Volume 68, Number 2 · Spring 2019

Homecoming

When everyone has gone, while the clouds still
argue loud with the stars, I sit near him,
wipe his shoulders, dip my hand in the small
of his back, unbutton the pump, the drainage.
I unwrap the blue robe, like candy. Scent
of moldered covers pours on the floor, I
rise over my father, lunate, plant bulbs
in his eye sockets, winnow heart from lungs.

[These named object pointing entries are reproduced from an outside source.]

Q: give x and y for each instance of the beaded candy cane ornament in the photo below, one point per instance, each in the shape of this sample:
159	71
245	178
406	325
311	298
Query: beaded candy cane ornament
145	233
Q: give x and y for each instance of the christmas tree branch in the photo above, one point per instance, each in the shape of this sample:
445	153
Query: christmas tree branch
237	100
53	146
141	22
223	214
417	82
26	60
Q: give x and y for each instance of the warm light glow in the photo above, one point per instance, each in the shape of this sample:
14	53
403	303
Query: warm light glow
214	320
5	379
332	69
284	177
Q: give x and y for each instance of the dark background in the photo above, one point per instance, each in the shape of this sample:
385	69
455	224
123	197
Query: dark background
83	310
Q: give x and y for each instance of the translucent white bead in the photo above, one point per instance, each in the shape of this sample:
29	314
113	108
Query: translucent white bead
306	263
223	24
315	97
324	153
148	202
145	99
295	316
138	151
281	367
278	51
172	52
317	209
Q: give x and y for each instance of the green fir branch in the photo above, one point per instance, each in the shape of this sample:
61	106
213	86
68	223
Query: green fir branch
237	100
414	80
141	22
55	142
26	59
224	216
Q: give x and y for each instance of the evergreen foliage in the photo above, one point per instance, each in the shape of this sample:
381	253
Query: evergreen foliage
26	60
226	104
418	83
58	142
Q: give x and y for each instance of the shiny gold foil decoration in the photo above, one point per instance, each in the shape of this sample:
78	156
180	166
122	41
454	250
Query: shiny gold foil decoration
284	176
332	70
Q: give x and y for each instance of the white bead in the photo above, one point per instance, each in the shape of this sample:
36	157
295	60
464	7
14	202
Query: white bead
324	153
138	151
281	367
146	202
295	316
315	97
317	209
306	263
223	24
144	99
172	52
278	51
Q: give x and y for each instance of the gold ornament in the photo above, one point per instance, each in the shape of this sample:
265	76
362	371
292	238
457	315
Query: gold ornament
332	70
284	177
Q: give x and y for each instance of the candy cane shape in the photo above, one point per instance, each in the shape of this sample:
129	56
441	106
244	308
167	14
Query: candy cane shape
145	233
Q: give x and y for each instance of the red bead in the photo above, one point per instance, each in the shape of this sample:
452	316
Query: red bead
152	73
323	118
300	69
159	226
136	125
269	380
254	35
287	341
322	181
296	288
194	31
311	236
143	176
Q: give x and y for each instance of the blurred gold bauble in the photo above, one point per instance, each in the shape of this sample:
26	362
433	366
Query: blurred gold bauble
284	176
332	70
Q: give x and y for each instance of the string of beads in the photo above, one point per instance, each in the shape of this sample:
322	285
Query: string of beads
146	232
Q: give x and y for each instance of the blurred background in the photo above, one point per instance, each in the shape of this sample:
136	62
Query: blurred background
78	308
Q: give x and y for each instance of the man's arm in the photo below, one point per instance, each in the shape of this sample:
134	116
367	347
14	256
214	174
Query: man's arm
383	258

I groom him for Shahrazad, who’s waiting.
Irises, tulips are sprouting. Patiently
holding to his spine, I shake the branches,
pluck arms, legs, the tongue, his penis. I lift
his chest; the latches fall as I open
the shutters. Splayed, his pelvis fills with leaves.


Kaveh Bassiri is an Iranian-American writer and translator. He has received the Bellingham Review’s 49th Parallel Award and a 2019 National Endowment for the Arts Translation Fellowship. His poems appear in the Virginia Quarterly Review, the Beloit Poetry Journal, Drunken Boat, Nimrod International Journal, the Mississippi Review, and Best New Poets. His chapbook 99 Names of Exile, the winner of the Gloria E. Anzaldúa Poetry Prize, will be published in 2019.